Shamefully, the reformist leaderships of the main trade unions, the CGT (close to the ‘Communist’ Party) and the CFDT (close to the ‘Socialist’ Party), have refused to support the movement or even its demands! However, many local CGT branches, as well as another important trade union federation, the FO, support the protests. Important leftwing parties like La France Insoumise, led by Jean-Luc Mélenchon (who received nearly 20% of the vote at the last presidential elections), and Lutte Ouvrière also support the movement.

However, rightwing opposition parties, such as the conservative Les Républicains, together with racist parties like Le Pen’s Rassemblement National, as well as fascists, have tried to infiltrate and exploit the widely popular mass movement.
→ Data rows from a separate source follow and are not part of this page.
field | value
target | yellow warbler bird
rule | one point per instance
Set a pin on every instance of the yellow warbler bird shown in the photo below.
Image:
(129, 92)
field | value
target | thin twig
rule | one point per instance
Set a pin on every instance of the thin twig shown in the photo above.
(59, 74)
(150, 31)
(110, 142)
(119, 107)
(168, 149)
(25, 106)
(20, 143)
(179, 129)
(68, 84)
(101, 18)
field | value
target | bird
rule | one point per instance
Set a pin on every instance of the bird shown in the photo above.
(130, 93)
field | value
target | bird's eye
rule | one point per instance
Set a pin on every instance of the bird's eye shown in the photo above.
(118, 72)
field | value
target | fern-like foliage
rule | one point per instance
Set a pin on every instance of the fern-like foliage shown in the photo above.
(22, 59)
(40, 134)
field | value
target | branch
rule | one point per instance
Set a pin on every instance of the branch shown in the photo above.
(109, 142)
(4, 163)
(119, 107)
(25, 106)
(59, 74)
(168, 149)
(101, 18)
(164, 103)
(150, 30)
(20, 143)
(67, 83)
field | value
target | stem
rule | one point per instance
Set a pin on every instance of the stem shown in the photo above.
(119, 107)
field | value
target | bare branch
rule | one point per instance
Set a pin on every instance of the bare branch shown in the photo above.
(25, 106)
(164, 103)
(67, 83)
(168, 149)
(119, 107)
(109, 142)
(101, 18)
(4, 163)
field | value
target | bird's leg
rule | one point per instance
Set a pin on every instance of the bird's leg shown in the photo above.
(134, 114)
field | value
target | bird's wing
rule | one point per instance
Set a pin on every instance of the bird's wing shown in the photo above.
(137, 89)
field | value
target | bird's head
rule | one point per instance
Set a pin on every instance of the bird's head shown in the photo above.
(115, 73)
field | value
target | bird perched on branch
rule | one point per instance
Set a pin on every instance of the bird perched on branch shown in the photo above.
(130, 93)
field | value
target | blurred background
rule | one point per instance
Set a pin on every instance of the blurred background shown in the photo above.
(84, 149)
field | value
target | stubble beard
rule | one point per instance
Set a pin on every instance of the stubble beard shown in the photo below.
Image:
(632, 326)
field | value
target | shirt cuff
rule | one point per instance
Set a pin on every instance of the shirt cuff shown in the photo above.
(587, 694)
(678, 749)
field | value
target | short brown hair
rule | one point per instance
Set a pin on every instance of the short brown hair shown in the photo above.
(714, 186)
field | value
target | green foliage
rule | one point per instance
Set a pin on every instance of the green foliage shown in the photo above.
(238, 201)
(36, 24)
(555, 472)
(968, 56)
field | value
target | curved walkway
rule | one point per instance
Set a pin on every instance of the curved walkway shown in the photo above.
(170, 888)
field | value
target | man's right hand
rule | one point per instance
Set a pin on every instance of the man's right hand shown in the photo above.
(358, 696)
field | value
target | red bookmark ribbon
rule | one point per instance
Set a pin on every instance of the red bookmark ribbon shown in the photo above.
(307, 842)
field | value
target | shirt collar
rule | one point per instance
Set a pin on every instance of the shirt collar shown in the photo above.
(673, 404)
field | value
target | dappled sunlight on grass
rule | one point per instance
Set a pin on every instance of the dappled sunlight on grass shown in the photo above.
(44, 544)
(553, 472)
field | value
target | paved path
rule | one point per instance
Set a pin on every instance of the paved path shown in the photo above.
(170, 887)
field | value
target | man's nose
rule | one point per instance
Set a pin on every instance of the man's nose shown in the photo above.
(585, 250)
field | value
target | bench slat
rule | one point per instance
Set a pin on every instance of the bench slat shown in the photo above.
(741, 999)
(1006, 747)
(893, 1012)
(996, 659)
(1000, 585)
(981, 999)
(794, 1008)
Many activists of the movement are disgusted by the infiltration attempts of these reactionary forces and there have been a number of cases where people have attacked such racists and thrown them out. Nevertheless, these attempts are ongoing and they represent a big danger for the movement! It shows how important it is to build democratic local and national structures and to lift the ban on the open participation of trade unions and parties (that would make it more difficult for rightwingers to secretly infiltrate the movement).

The liberal pro-government media try to present the movement as consisting of a bunch of backward blockheads who are manipulated by ‘rightwing and leftwing extremists and hooligans’. Sectors of the academic left in Paris (as well as of the European ‘left’) share this sentiment. They denounce this popular movement as ‘reactionary’ and refuse to support it. Clearly, such academic ‘leftists’ are useless fools who treat the politically raw masses with contempt. They are no less criminal than the reformist CGT leadership. Instead of supporting the legitimate protest of the people against neoliberal austerity and fighting inside the raw and confused mass movement against rightwing forces, these reformist and centrist idiots prefer to arrogantly look down on the ordinary people and leave the field to reactionary forces!